Emotet was developed by a threat group called TA542. TA542 often works with other malware developers, renting out its botnet to spread additional malicious payloads such as cryptocurrency miners, cryptowallet stealers, the TrickBot Trojan, and Ryuk ransomware.

Emotet is primarily spread via spam email with Office file attachments that contain malicious macros that download the Trojan via PowerShell commands. The office files masquerade as invoices, purchase orders, receipts, statements, agreements, and other document types commonly used by businesses. Business are the main target, although all devices are at risk of attack.

Some of the campaigns detected in the past few days have been targeted on specific industry sectors such as the pharmaceutical industry. Proofpoint identified one pharma-focused campaign that saw almost 750,000 emails sent in a single day. The attacks were initially targeted on companies in the United States, Canada, and Mexico, although the campaign then spread to 11 more countries. Other spamming campaigns have seen emails sent to users in more than 80 countries.
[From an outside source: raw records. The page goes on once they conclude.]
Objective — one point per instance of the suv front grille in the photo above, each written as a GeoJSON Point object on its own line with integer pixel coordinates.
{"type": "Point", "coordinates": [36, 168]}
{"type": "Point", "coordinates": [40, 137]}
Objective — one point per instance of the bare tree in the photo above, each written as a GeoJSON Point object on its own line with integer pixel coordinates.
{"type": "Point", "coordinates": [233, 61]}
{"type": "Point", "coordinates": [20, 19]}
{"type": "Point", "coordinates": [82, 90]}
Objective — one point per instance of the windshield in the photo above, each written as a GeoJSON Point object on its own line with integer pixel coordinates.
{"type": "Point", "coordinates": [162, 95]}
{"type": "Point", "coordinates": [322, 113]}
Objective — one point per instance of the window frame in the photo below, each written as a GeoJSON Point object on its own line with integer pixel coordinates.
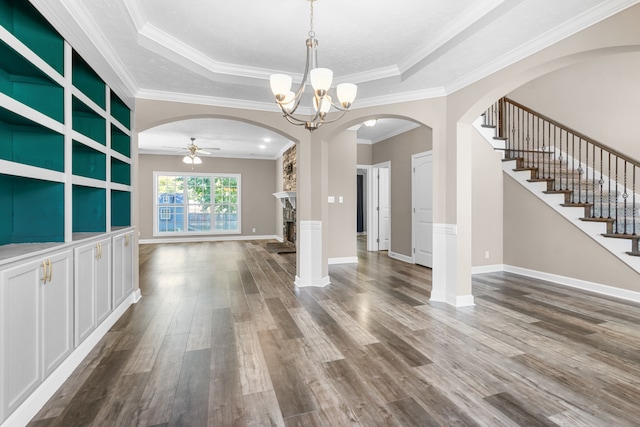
{"type": "Point", "coordinates": [185, 204]}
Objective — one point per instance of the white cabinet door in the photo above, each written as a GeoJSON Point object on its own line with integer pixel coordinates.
{"type": "Point", "coordinates": [122, 267]}
{"type": "Point", "coordinates": [103, 281]}
{"type": "Point", "coordinates": [20, 333]}
{"type": "Point", "coordinates": [57, 312]}
{"type": "Point", "coordinates": [92, 286]}
{"type": "Point", "coordinates": [85, 292]}
{"type": "Point", "coordinates": [35, 325]}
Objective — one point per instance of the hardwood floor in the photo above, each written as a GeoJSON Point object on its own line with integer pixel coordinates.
{"type": "Point", "coordinates": [221, 337]}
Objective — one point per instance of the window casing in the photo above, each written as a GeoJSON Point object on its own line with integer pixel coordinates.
{"type": "Point", "coordinates": [196, 203]}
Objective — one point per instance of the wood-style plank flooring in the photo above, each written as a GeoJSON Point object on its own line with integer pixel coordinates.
{"type": "Point", "coordinates": [221, 337]}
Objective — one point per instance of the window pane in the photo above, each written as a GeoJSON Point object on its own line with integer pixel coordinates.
{"type": "Point", "coordinates": [207, 203]}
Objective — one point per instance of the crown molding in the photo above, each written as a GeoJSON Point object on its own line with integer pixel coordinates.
{"type": "Point", "coordinates": [406, 127]}
{"type": "Point", "coordinates": [73, 21]}
{"type": "Point", "coordinates": [143, 151]}
{"type": "Point", "coordinates": [452, 30]}
{"type": "Point", "coordinates": [577, 24]}
{"type": "Point", "coordinates": [186, 98]}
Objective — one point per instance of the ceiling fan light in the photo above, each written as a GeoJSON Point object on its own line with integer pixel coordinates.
{"type": "Point", "coordinates": [346, 93]}
{"type": "Point", "coordinates": [280, 85]}
{"type": "Point", "coordinates": [321, 79]}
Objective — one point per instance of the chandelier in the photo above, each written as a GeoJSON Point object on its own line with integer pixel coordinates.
{"type": "Point", "coordinates": [320, 79]}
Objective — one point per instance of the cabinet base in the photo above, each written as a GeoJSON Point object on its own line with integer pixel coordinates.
{"type": "Point", "coordinates": [35, 402]}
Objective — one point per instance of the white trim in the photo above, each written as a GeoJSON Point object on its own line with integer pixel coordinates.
{"type": "Point", "coordinates": [317, 283]}
{"type": "Point", "coordinates": [445, 243]}
{"type": "Point", "coordinates": [414, 187]}
{"type": "Point", "coordinates": [481, 269]}
{"type": "Point", "coordinates": [462, 301]}
{"type": "Point", "coordinates": [576, 283]}
{"type": "Point", "coordinates": [185, 214]}
{"type": "Point", "coordinates": [343, 260]}
{"type": "Point", "coordinates": [183, 239]}
{"type": "Point", "coordinates": [32, 405]}
{"type": "Point", "coordinates": [310, 257]}
{"type": "Point", "coordinates": [401, 257]}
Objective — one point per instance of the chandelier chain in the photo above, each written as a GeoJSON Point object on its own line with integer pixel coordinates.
{"type": "Point", "coordinates": [311, 32]}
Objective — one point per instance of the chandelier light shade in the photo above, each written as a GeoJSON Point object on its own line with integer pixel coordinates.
{"type": "Point", "coordinates": [320, 80]}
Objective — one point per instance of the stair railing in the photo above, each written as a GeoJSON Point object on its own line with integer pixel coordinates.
{"type": "Point", "coordinates": [589, 173]}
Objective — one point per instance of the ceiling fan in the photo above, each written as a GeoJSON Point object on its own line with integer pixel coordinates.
{"type": "Point", "coordinates": [193, 150]}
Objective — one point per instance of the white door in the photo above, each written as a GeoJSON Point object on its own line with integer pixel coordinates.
{"type": "Point", "coordinates": [384, 209]}
{"type": "Point", "coordinates": [422, 184]}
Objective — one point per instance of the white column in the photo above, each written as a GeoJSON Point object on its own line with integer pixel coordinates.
{"type": "Point", "coordinates": [310, 259]}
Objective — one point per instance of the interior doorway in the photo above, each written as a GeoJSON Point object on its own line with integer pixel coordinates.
{"type": "Point", "coordinates": [422, 200]}
{"type": "Point", "coordinates": [379, 224]}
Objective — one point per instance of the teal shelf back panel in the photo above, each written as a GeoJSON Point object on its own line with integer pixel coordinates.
{"type": "Point", "coordinates": [22, 20]}
{"type": "Point", "coordinates": [88, 162]}
{"type": "Point", "coordinates": [32, 210]}
{"type": "Point", "coordinates": [26, 142]}
{"type": "Point", "coordinates": [24, 82]}
{"type": "Point", "coordinates": [120, 141]}
{"type": "Point", "coordinates": [89, 209]}
{"type": "Point", "coordinates": [85, 79]}
{"type": "Point", "coordinates": [88, 122]}
{"type": "Point", "coordinates": [120, 172]}
{"type": "Point", "coordinates": [120, 111]}
{"type": "Point", "coordinates": [120, 208]}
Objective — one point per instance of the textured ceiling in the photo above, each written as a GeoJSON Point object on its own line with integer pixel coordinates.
{"type": "Point", "coordinates": [222, 52]}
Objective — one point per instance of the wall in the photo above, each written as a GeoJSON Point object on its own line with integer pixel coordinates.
{"type": "Point", "coordinates": [486, 203]}
{"type": "Point", "coordinates": [342, 183]}
{"type": "Point", "coordinates": [538, 238]}
{"type": "Point", "coordinates": [597, 97]}
{"type": "Point", "coordinates": [258, 185]}
{"type": "Point", "coordinates": [365, 154]}
{"type": "Point", "coordinates": [398, 151]}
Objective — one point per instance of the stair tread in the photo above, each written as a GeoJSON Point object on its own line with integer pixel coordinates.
{"type": "Point", "coordinates": [622, 236]}
{"type": "Point", "coordinates": [597, 219]}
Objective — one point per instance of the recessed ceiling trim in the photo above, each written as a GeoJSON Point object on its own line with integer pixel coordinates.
{"type": "Point", "coordinates": [157, 95]}
{"type": "Point", "coordinates": [471, 16]}
{"type": "Point", "coordinates": [567, 29]}
{"type": "Point", "coordinates": [94, 48]}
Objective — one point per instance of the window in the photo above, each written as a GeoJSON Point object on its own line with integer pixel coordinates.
{"type": "Point", "coordinates": [196, 203]}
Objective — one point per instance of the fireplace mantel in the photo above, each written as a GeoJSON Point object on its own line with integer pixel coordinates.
{"type": "Point", "coordinates": [289, 195]}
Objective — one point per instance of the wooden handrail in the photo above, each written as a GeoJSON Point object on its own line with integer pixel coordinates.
{"type": "Point", "coordinates": [574, 132]}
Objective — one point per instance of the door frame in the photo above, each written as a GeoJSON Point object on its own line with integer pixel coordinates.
{"type": "Point", "coordinates": [372, 203]}
{"type": "Point", "coordinates": [414, 188]}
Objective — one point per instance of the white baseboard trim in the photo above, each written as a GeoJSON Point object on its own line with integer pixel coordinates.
{"type": "Point", "coordinates": [487, 269]}
{"type": "Point", "coordinates": [32, 405]}
{"type": "Point", "coordinates": [571, 282]}
{"type": "Point", "coordinates": [317, 283]}
{"type": "Point", "coordinates": [207, 239]}
{"type": "Point", "coordinates": [343, 260]}
{"type": "Point", "coordinates": [136, 296]}
{"type": "Point", "coordinates": [401, 257]}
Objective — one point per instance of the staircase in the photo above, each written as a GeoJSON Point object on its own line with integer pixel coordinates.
{"type": "Point", "coordinates": [588, 183]}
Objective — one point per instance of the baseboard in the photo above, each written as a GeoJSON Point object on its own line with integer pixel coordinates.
{"type": "Point", "coordinates": [401, 257]}
{"type": "Point", "coordinates": [40, 396]}
{"type": "Point", "coordinates": [136, 296]}
{"type": "Point", "coordinates": [317, 283]}
{"type": "Point", "coordinates": [576, 283]}
{"type": "Point", "coordinates": [343, 260]}
{"type": "Point", "coordinates": [187, 239]}
{"type": "Point", "coordinates": [487, 269]}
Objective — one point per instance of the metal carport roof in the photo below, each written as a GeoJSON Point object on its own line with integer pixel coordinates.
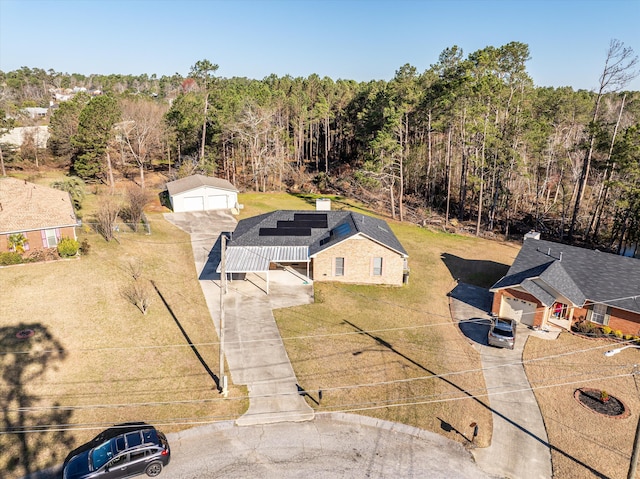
{"type": "Point", "coordinates": [256, 259]}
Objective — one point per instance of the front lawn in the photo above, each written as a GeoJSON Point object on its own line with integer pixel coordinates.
{"type": "Point", "coordinates": [394, 353]}
{"type": "Point", "coordinates": [95, 359]}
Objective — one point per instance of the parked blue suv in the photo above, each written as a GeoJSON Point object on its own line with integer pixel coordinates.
{"type": "Point", "coordinates": [124, 450]}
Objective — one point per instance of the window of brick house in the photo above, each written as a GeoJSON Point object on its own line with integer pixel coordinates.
{"type": "Point", "coordinates": [599, 314]}
{"type": "Point", "coordinates": [339, 267]}
{"type": "Point", "coordinates": [377, 266]}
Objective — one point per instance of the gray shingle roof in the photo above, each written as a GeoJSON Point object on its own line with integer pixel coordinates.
{"type": "Point", "coordinates": [247, 235]}
{"type": "Point", "coordinates": [196, 181]}
{"type": "Point", "coordinates": [28, 207]}
{"type": "Point", "coordinates": [579, 274]}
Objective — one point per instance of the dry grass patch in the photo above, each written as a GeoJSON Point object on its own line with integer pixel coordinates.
{"type": "Point", "coordinates": [394, 353]}
{"type": "Point", "coordinates": [96, 359]}
{"type": "Point", "coordinates": [584, 444]}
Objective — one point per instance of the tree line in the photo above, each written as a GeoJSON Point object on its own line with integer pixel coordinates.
{"type": "Point", "coordinates": [470, 140]}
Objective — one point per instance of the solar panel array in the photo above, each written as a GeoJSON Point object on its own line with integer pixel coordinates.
{"type": "Point", "coordinates": [300, 225]}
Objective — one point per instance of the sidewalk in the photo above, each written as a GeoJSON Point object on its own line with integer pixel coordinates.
{"type": "Point", "coordinates": [519, 445]}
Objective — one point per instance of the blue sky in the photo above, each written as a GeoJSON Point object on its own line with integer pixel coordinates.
{"type": "Point", "coordinates": [351, 39]}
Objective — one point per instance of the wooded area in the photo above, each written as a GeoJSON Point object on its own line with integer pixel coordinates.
{"type": "Point", "coordinates": [471, 139]}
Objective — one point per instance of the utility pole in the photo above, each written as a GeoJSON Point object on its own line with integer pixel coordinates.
{"type": "Point", "coordinates": [636, 442]}
{"type": "Point", "coordinates": [223, 286]}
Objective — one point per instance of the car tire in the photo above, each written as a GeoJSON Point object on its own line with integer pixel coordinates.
{"type": "Point", "coordinates": [153, 469]}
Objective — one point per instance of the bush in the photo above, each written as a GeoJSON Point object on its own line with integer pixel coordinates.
{"type": "Point", "coordinates": [68, 247]}
{"type": "Point", "coordinates": [10, 258]}
{"type": "Point", "coordinates": [584, 327]}
{"type": "Point", "coordinates": [85, 247]}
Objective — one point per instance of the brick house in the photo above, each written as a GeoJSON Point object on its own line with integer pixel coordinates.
{"type": "Point", "coordinates": [340, 246]}
{"type": "Point", "coordinates": [41, 214]}
{"type": "Point", "coordinates": [553, 283]}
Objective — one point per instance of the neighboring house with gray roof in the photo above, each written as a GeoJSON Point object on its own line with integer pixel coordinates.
{"type": "Point", "coordinates": [41, 214]}
{"type": "Point", "coordinates": [554, 283]}
{"type": "Point", "coordinates": [340, 246]}
{"type": "Point", "coordinates": [200, 193]}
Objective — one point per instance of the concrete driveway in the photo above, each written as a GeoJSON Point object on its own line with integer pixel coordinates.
{"type": "Point", "coordinates": [519, 445]}
{"type": "Point", "coordinates": [253, 348]}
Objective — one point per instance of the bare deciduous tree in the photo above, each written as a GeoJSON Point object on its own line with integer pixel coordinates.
{"type": "Point", "coordinates": [138, 293]}
{"type": "Point", "coordinates": [137, 200]}
{"type": "Point", "coordinates": [106, 216]}
{"type": "Point", "coordinates": [142, 131]}
{"type": "Point", "coordinates": [619, 70]}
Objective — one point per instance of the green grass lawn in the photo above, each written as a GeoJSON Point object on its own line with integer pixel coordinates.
{"type": "Point", "coordinates": [412, 365]}
{"type": "Point", "coordinates": [96, 360]}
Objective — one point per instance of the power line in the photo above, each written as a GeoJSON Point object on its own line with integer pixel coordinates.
{"type": "Point", "coordinates": [327, 389]}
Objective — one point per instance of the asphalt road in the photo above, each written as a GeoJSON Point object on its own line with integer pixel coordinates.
{"type": "Point", "coordinates": [330, 446]}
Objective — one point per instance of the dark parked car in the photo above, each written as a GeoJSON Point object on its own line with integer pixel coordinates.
{"type": "Point", "coordinates": [502, 333]}
{"type": "Point", "coordinates": [124, 450]}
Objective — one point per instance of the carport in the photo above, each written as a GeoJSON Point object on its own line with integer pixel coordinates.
{"type": "Point", "coordinates": [258, 259]}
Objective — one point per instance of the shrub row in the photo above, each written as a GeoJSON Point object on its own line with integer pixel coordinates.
{"type": "Point", "coordinates": [593, 330]}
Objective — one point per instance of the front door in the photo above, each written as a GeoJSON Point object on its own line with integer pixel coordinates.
{"type": "Point", "coordinates": [518, 309]}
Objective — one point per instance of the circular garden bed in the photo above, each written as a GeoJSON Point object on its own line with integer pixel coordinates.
{"type": "Point", "coordinates": [602, 403]}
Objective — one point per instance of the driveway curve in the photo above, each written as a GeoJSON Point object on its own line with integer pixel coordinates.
{"type": "Point", "coordinates": [253, 348]}
{"type": "Point", "coordinates": [519, 444]}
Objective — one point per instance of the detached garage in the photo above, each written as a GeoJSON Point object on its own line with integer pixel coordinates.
{"type": "Point", "coordinates": [200, 193]}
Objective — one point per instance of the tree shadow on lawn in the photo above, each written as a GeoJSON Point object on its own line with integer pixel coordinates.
{"type": "Point", "coordinates": [483, 273]}
{"type": "Point", "coordinates": [475, 296]}
{"type": "Point", "coordinates": [31, 432]}
{"type": "Point", "coordinates": [204, 364]}
{"type": "Point", "coordinates": [388, 345]}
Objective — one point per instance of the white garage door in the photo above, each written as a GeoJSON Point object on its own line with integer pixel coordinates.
{"type": "Point", "coordinates": [194, 203]}
{"type": "Point", "coordinates": [518, 309]}
{"type": "Point", "coordinates": [217, 202]}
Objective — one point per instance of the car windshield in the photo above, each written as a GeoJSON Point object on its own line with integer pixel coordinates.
{"type": "Point", "coordinates": [503, 329]}
{"type": "Point", "coordinates": [101, 455]}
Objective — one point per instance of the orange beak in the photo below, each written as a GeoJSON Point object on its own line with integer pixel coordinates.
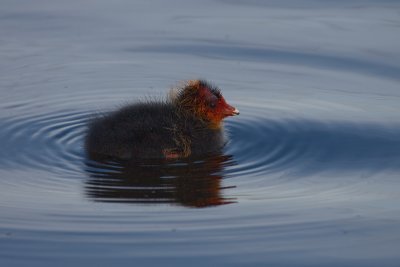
{"type": "Point", "coordinates": [230, 111]}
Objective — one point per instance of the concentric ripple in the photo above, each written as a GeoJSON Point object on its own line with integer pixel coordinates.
{"type": "Point", "coordinates": [49, 142]}
{"type": "Point", "coordinates": [264, 146]}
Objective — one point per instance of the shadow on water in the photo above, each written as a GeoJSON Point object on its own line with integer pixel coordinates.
{"type": "Point", "coordinates": [190, 182]}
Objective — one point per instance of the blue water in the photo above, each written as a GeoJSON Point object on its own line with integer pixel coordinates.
{"type": "Point", "coordinates": [309, 177]}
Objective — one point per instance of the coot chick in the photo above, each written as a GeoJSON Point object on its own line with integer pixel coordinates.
{"type": "Point", "coordinates": [188, 123]}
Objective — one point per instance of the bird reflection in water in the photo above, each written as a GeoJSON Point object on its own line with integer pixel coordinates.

Emotet poses a major threat. Infections can result in data theft and considerable financial loss and reputation damage. Emotet malware attacks are difficult to remediate. Multiple devices on the network are often infected. They will re-infect other devices when the malware is removed.

CISA has issued detailed guidance on the malware and the steps that can be taken to improve defenses and remediate attacks.